11 social indicators (life satisfaction, healthy life expectancy, nutrition, sanitation, income, access to energy, education, social support, democratic quality, equality, and employment) and seven biophysical indicators (CO2 emissions, phosphorus, nitrogen, blue water, embodied human appropriation of net primary production (eHANPP), ecological footprint, and
material footprint) have been selected from the indicators used to construct the safe and just space framework proposed by Raworth. The thresholds and scaling for each indicator came from the work of O'Neill and collaborators.

The social indicators have been used to produce a distance to social achievement and the biophysical indicators to construct a score of biophysical overshoot. These two scores have then been combine to propose a social-environmental index for each country.

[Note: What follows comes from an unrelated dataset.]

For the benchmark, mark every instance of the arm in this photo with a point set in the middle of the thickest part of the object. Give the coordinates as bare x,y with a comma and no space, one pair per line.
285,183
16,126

A picture often speaks better than words

Soclim5 (a) Projection of countries using the number of social and biophysical reached thresholds in 2011. B corresponds to the optimum and W to the pessimum. The valley of trade-off corresponds to the location of most countries (95%) with either high social standards and many biophysical boundaries overshot or few social achievements and few overshot boundaries. (b) 3D space with a qualitative dimension x based on biophysical thresholds and two quantitative dimensions, y the quantitative distance to social success and k based on the intensity of biophysical transgression. From x and k, a z axis summarizing biophysical overshoot is obtained by reprojecting c' on (BW'). c is then reprojected (c'') on the grey plane (BWW') where B corresponds to the optimum, W to the pessimum, and W' to the projection of W on z. Socio-environmental index (SEI) is calculated using the distance [Bc''] standardized by [BW].